La cucina di Agnello è riconoscibile, originale, mai banale. È il risultato di anni di lavoro in brigate di alto livello e di un percorso professionale che lo ha portato a sviluppare una visione chiara: valorizzare la tradizione siciliana rendendola attuale, elegante, accessibile ma mai scontata. Ogni piatto nasce da un pensiero preciso, da uno studio accurato delle materie prime e da un equilibrio costante tra memoria e innovazione.

Alla Sala Trattenimenti Parco dei Principi, il successo del ristorante è strettamente legato alla sua firma. Lo chef non si limita a guidare la cucina, ma ne definisce l’identità, trasformando ogni servizio in un’esperienza gastronomica completa. Un lavoro che ha reso il locale un punto di riferimento per chi cerca qualità, originalità e gusto autentico.
Intervista allo Chef Salvatore Agnello
Chef Agnello, la sua cucina viene spesso definita come un equilibrio tra tradizione e innovazione. Cosa significa per lei?
Per me significa rispetto. Rispetto per la tradizione, per i sapori con cui sono cresciuto, ma anche per il presente. La cucina non può restare ferma: deve evolversi. Io parto sempre dalla memoria, poi cerco di alleggerire, reinterpretare, rendere ogni piatto attuale senza snaturarlo.

Quanto conta il territorio nella sua cucina?
Conta tutto. La mia Sicilia è sempre nel piatto: nei profumi, nei contrasti, nei colori. Dalla terra rossa ai sentori salmastri del mare. Utilizzare il prodotto locale non è una scelta di moda, è una responsabilità e un valore aggiunto enorme.
La Sala Trattenimenti Parco dei Principi è diventata un riferimento gastronomico della zona.
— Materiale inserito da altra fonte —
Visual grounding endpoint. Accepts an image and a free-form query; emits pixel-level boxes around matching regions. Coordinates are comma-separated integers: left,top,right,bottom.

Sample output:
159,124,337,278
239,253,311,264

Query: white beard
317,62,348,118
Qual è il segreto?
Il segreto è la coerenza. Nulla è lasciato al caso: dal piatto alla presentazione, dalla brigata alla visione complessiva. Qui la cucina è protagonista e ogni giorno lavoriamo per alzare l’asticella, senza mai accontentarci.
Qual è l’obiettivo che si pone ogni volta che crea un piatto?
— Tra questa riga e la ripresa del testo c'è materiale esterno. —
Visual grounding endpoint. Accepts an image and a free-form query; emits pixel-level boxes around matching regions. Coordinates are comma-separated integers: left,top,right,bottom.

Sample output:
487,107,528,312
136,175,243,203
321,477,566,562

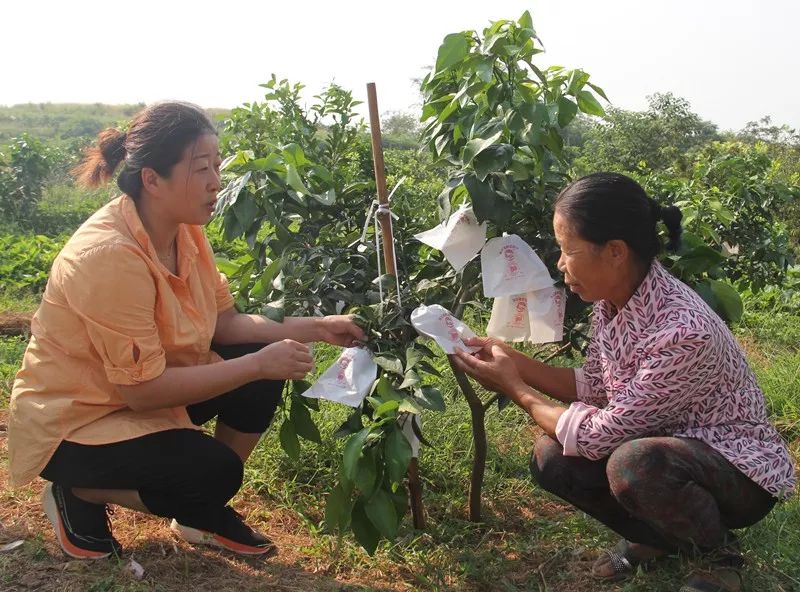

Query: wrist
241,353,263,382
511,382,537,411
Emozionare. Un piatto deve parlare, deve raccontare qualcosa a chi lo assaggia. Se non comunica, se non lascia un ricordo, allora manca qualcosa.

Come vede il futuro della sua cucina?
Lo vedo in continua evoluzione. Voglio continuare a crescere, sperimentare, progettare esperienze sempre più complete. Il cibo è un linguaggio potentissimo e il mio obiettivo è usarlo nel modo più autentico possibile.
Con la sua visione e il suo talento, Salvatore Agnello conferma di essere non solo uno chef di grande tecnica, ma un vero interprete del gusto contemporaneo. Alla Sala Trattenimenti Parco dei Principi, la sua cucina è la firma che fa la differenza.